SLIME FLIES
Smoothie spat gets rough
● A Cape Town woman’s social media posts about a slimy discovery at the bottom of a strawberry smoothie have plunged her into the legal blender.
After making the find, Valerie Murray leapt to the conclusion that staff at Kauai had spat into her drink when she asked them to remake it.
The “mucus/sputum”, which Kauai says was actually poorly blended fruit, sparked a post on Kauai’s Facebook page and Hellopeter in which Murray said: “I immediately vomited in the bathroom.”
After the post went viral, it led to plunging revenue at Kauai’s Kloof Street store, polygraph tests, threats of violence and high court orders against Murray.
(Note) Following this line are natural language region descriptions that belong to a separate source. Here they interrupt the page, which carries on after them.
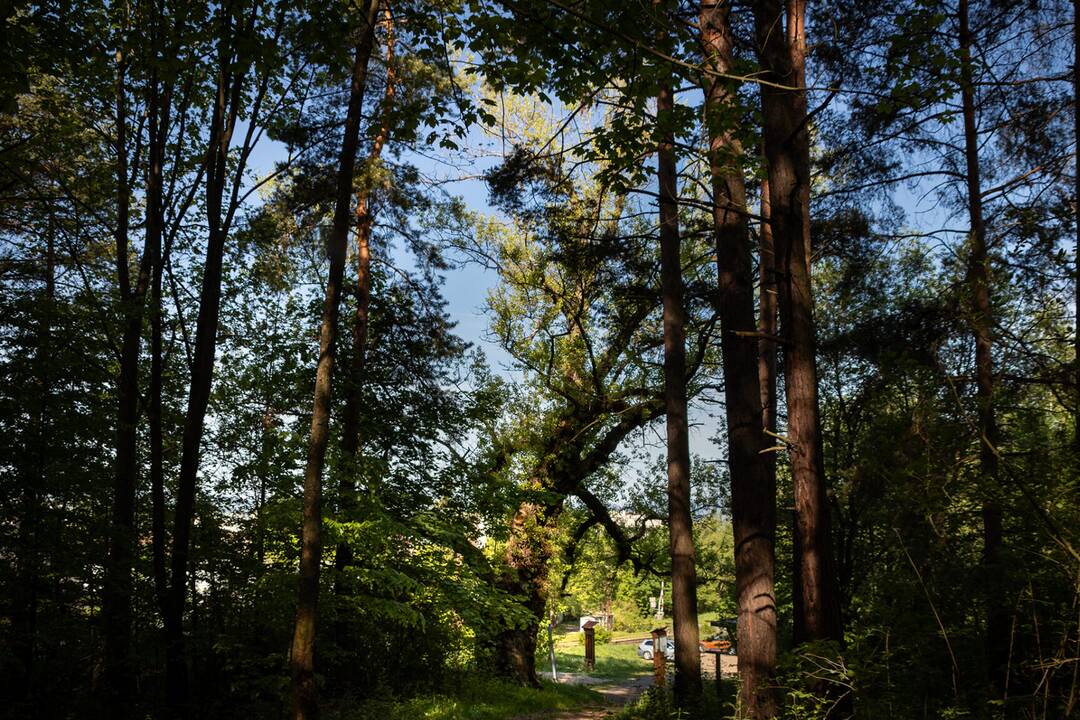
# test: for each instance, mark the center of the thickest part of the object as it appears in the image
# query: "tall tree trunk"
(767, 325)
(354, 398)
(525, 560)
(679, 516)
(202, 375)
(787, 153)
(119, 681)
(159, 110)
(982, 320)
(24, 615)
(302, 652)
(753, 487)
(1076, 206)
The drama began on April 9, when Murray bought a smoothie during her lunch break from a stock image company.
Her post related how she was initially given a “tasteless and runny” mango berry smoothie and asked staff to replace it.
Back at her office, she said, “as I got to the bottom it suddenly became very slimy. I spat it out and poured out the rest into a clean sink to check where the slimy consistency was coming from; only to find mucus/sputum at the bottom of the container!!!”
Murray wrote her post on April 17, and according to affidavits filed by Kauai it “wreaked havoc”, with many of those who commented vowing never to eat at Kauai again.
The store saw its revenue plunge by 30% and the company approached the High Court in Cape Town, where a judge issued an urgent interdict ordering Murray to remove her posts. The order was made permanent on May 22.
Murray recounted in her now-deleted posts that she took the slimy substance back to the store after her colleagues agreed it was mucus. Murray claimed the company was dismissive of her complaints, treated her like she was lying and never offered an apology or followed through with promised DNA testing.
“It’s important for everyone to know what they may potentially be ingesting when they order a smoothie from Kauai,” Murray wrote.
In its interdict application, Kauai said CCTV footage of the three employees who interacted with Murray “clearly shows that no staff members tampered with the product”.
The company even had one employee take a polygraph test and contacted a dozen medical laboratories to see if they could test the substance. They declined as the sample was too compromised.
Kauai’s head of marketing, Lorna Pretorius, told the Sunday Times the company took complaints seriously and offered to let Murray view the CCTV footage, but she cancelled three times.
Kauai’s lawyer, Janusz Luterek, said estimated losses due to the post could have reached R300 000 a month. “All [Kauai] wanted was an end to the horrendous posts, which were harming their brand and posing a threat to the named staff.”
The post also attracted “vulgar” comments that Luterek said were “more racist than anything I have seen in recent years”. One warned people to “never eat/drink anything prepared by blacks” and another suggested someone petrol-bomb the store.
Fritz Sonnenberg, Murray’s lawyer, said his client backed down because she did not get the sample back from Kauai, so she was unable to test it herself to prove her case.
He accused the company of treating Murray in a “high-handed and supercilious way”, adding: “By properly listening to her and treating her concerns with empathy and respect, the whole issue would have died a natural death.
“Instead, she was treated extremely poorly and, as a result, had no other option but to share her experience on social media.”
In a blog post before the interdict was granted, Kauai CEO Dean Kowarski said the investigation into Murray’s complaint took “a little longer” because the company wanted to gather the facts correctly.
“We have tried our best to resolve the matter with the customer,” Kowarski wrote. “It is regrettable that the customer has chosen to post statements which do not reflect all the facts.”